Manual Pattern Library Analysis Workflow
The goal is to go from "cryptic DSL signatures" like level==2 and sig=='P P P' to something that explains:
- What structure the pattern describes
- How often it occurs in the corpus
- What role it plays in the document set
1. Understand the Data Structure
Your pattern inventory (YAML or MD) contains repeating blocks like this:
- id: P-2-2119
level: 2
selector:
engine: dsl
query: level==2 and sig=='P P P'
structure:
signature: P P P
support: 4
examples:
- excerpt: "..."
centroid:
- P
- P
- P
Here's what each field means:
- id -- Unique identifier for this pattern (P-[level]-[hash]).
- level -- The hierarchy level (1=Phrase, 2=Sentence/Line, 3=Paragraph/List/Table, 4=Chunk, 5=Section, 6=Document).
- signature -- The sequence of lower-level units that make up this pattern.
Example: P P P means "three paragraphs in a row."
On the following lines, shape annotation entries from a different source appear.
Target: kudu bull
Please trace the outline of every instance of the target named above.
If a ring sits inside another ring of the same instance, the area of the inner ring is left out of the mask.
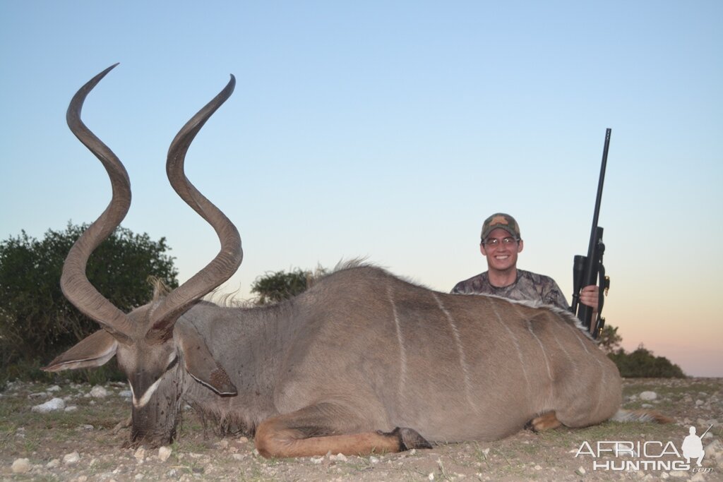
[[[233,76],[176,135],[166,165],[178,194],[215,230],[221,251],[170,294],[121,312],[85,272],[130,205],[124,168],[80,120],[88,92],[112,68],[68,108],[71,130],[106,167],[113,197],[70,250],[61,279],[67,298],[103,329],[45,369],[98,366],[115,355],[132,392],[132,444],[168,443],[182,402],[254,434],[267,457],[493,440],[531,421],[538,429],[580,427],[615,413],[617,368],[576,318],[549,306],[437,293],[370,266],[338,270],[274,306],[200,301],[240,265],[241,238],[186,178],[184,162],[233,92]]]

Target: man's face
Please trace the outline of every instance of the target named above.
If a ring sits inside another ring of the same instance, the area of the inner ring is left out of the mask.
[[[495,239],[497,241],[492,241]],[[490,270],[505,271],[517,264],[517,254],[522,251],[522,240],[508,243],[505,239],[514,240],[515,238],[504,229],[497,228],[479,245],[479,251],[487,257],[487,267]]]

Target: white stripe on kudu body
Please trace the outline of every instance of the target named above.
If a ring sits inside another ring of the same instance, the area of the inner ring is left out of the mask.
[[[397,306],[394,304],[394,293],[392,286],[387,287],[387,296],[389,304],[392,306],[392,316],[394,318],[394,327],[397,331],[397,341],[399,342],[399,400],[403,400],[404,387],[406,384],[406,350],[404,348],[404,337],[402,336],[402,328],[399,324],[399,317],[397,315]]]
[[[479,409],[477,408],[476,404],[474,403],[474,400],[472,398],[472,386],[469,381],[469,366],[467,365],[467,361],[464,356],[464,346],[462,345],[462,340],[459,337],[459,330],[457,330],[457,325],[454,322],[454,319],[450,312],[445,308],[445,306],[442,304],[442,300],[440,297],[437,296],[437,293],[434,291],[432,292],[432,296],[434,296],[435,301],[437,301],[437,305],[442,310],[442,312],[445,314],[445,317],[447,318],[448,322],[450,324],[450,328],[452,330],[452,335],[454,337],[455,346],[457,348],[457,354],[459,356],[459,365],[462,369],[462,376],[464,378],[464,391],[465,395],[467,397],[467,402],[472,407],[475,412],[479,413]]]
[[[522,374],[525,376],[525,383],[526,384],[526,393],[530,393],[530,379],[527,376],[527,370],[525,369],[525,361],[522,358],[522,350],[520,349],[520,345],[517,343],[517,337],[515,334],[512,332],[510,330],[510,327],[507,326],[505,322],[502,320],[502,317],[500,316],[499,311],[497,309],[497,299],[494,298],[490,298],[489,306],[492,309],[492,311],[495,312],[495,317],[497,319],[497,322],[502,325],[505,330],[507,330],[508,335],[510,335],[510,338],[512,340],[513,345],[515,345],[515,348],[517,350],[517,358],[520,360],[520,369],[522,371]]]

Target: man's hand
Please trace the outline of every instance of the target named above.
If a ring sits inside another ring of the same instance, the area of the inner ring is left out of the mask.
[[[586,286],[580,290],[580,302],[586,306],[590,306],[592,311],[596,313],[599,295],[600,290],[595,285]]]

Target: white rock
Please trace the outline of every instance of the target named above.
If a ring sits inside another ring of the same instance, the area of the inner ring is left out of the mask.
[[[654,400],[658,397],[658,394],[655,392],[643,392],[640,394],[640,399],[642,400]]]
[[[158,449],[158,458],[161,459],[161,462],[166,462],[171,457],[171,452],[173,450],[170,447],[162,447]]]
[[[77,452],[72,452],[63,456],[63,463],[66,465],[77,464],[79,460],[80,460],[80,454]]]
[[[12,462],[13,473],[27,473],[30,471],[30,461],[27,459],[15,459]]]
[[[47,413],[48,412],[54,412],[58,410],[63,410],[64,408],[65,408],[65,402],[63,401],[63,399],[54,398],[53,400],[48,400],[45,403],[36,405],[30,410],[33,412],[38,412],[40,413]]]
[[[706,448],[703,450],[706,452],[706,457],[723,461],[723,443],[721,443],[720,440],[711,442],[708,445],[706,445]]]
[[[90,389],[90,392],[88,395],[93,398],[105,398],[108,396],[108,390],[100,385],[95,385]]]

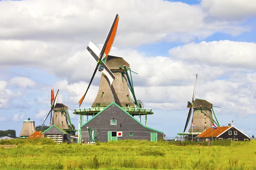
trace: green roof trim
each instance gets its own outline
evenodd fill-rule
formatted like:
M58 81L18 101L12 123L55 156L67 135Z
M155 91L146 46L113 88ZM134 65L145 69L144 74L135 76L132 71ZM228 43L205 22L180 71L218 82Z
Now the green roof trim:
M62 128L60 128L58 126L57 126L57 125L52 125L49 128L48 128L48 129L47 129L47 130L44 130L44 132L42 132L42 134L44 134L45 132L46 132L47 131L48 131L49 129L50 129L53 126L55 126L55 127L57 128L59 130L60 130L61 132L63 132L64 133L64 134L68 134L67 133L66 131L64 130Z
M85 123L84 123L81 126L81 128L83 127L85 125L86 125L87 123L88 123L89 122L90 122L90 121L91 121L92 119L94 119L94 118L95 117L96 117L97 116L99 115L99 114L101 113L103 111L104 111L105 110L106 110L107 108L108 108L110 106L111 106L111 105L116 105L116 106L117 106L118 108L119 108L119 109L120 109L121 110L122 110L122 111L124 111L124 112L125 112L125 113L127 114L128 115L129 115L131 117L132 119L134 119L135 120L136 120L138 123L139 123L140 125L142 125L143 127L144 127L144 128L146 128L147 129L150 129L151 130L154 130L154 131L155 131L156 132L159 132L160 133L163 133L163 132L161 132L159 130L156 130L155 129L153 129L152 128L149 128L147 126L145 126L145 125L144 125L142 123L141 123L141 122L140 122L140 121L139 121L138 120L137 120L137 119L134 118L134 117L133 117L133 116L132 116L131 114L130 114L128 112L127 112L127 111L126 111L124 109L123 109L121 107L120 107L119 105L117 105L116 103L115 103L114 102L112 102L110 104L109 104L109 105L108 105L108 106L107 106L106 107L105 107L105 108L104 108L104 109L103 110L101 110L100 112L99 112L99 113L98 113L98 114L97 114L96 115L95 115L95 116L94 116L93 117L92 117L91 119L90 119L90 120L89 120L88 121L87 121L86 122L85 122Z

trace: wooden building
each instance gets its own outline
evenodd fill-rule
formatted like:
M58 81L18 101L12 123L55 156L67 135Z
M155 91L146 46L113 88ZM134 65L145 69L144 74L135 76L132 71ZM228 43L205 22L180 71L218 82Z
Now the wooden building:
M81 126L81 140L89 141L87 130L95 129L100 142L127 139L157 142L163 133L142 124L115 102L112 102Z
M68 134L66 131L58 125L53 125L45 130L42 134L45 137L50 138L58 143L64 141L67 142L77 143L77 137Z
M198 140L211 140L212 128L209 128L196 136ZM249 141L250 138L234 126L217 127L212 129L213 140L230 139L232 141Z

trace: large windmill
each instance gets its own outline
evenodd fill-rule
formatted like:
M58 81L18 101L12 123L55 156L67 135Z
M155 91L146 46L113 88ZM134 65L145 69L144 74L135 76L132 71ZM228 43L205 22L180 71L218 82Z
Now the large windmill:
M142 102L136 99L131 78L132 71L129 63L122 57L108 55L116 36L119 20L119 16L117 14L101 50L92 41L87 48L97 62L97 65L86 91L79 102L79 107L97 70L102 74L98 94L92 107L106 107L113 101L113 98L114 102L121 107L143 107ZM129 89L132 94L133 101Z
M191 102L188 102L187 108L189 108L189 110L183 133L186 131L189 125L192 113L192 109L193 109L193 116L192 122L195 125L195 128L193 128L193 133L202 132L212 127L212 124L219 126L219 124L212 108L212 104L205 100L198 99L195 99L197 76L197 74L192 97L192 101ZM213 112L216 121L212 118L212 111ZM190 125L189 132L192 132L192 125Z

- support -- How many times this exact structure appears across the corpus.
- examples -- Snippets from the corpus showing where this structure occurs.
- centroid -- The abstracted list of child elements for the pattern.
2. Decode the Signatures
You'll need to map the cryptic tokens (P, S, PARA, L, etc.) to human-readable terms.
Example map:
| Token | Meaning |
|-------|---------|
| P or PARA | Paragraph |
| S | Sentence |
| XS | Short phrase |
| L | List |
| M | Metadata |
| CHUNK | Chunk of related blocks |
| SEC | Section |
3. Build a Human-Readable Table
Go pattern by pattern and make a spreadsheet or Markdown table:
| Pattern ID | Level | Signature | Support | Template Name |
|---|---|---|---|---|
| P-2-2119 | 2 | P P P | 4 | Three-paragraph sequence |
| P-3-2617 | 3 | S | 108 | Single-sentence block |
| P-5-3244 | 5 | PARA × 8 | 3 | Section with eight short paragraphs |
This makes it much easier to scan and identify recurring document structures.
4. Look for Dominant Patterns
Sort by Support to find the most common structures.
Example insights:
- A very high support count for P at Level 2 means the docs lean heavily on single-paragraph sentences.
- Frequent Level 5 patterns (Section) made up of PARA PARA PARA suggest standard section layouts.
5. Identify Hierarchical Composition
Patterns at higher levels are made from patterns at lower levels.
To manually trace this:
1. Pick a high-level pattern (e.g., Level 5: PARA PARA PARA).
2. Look up what PARA maps to at Level 3.
3. Continue down until you hit Level 1 phrases.
This shows structural nesting, which reveals the blueprint of your corpus.
6. Interpret the Function of the Patterns
Ask: - What problem does this structure solve? - Example: A "Section → Multiple short paragraphs" pattern makes information scannable. - How does it fit the content domain? - Technical docs often solve "reader needs quick facts" by using repetitive, predictable patterns. - What variations exist? - Does the same topic get presented with 2 paragraphs in one doc but 5 in another? Why?
7. Create Human-Readable Templates
Once you understand the patterns, you can write templates:
Example:
## Section: VM Sizes Supported
- Intro paragraph summarizing purpose
- List of supported configurations
- One or more explanatory paragraphs
- Optional table for reference
Types of Insight You Get
- Structural consistency -- Whether your docs follow a standard composition.
- Pattern dominance -- Which layouts occur most often.
- Information density -- Short vs. long paragraph chains, sentence counts.
- Opportunities for reuse -- Frequent patterns can be turned into authoring templates.
- Reader experience clues -- Consistent patterns suggest intentional design for scannability, navigation, or comprehension.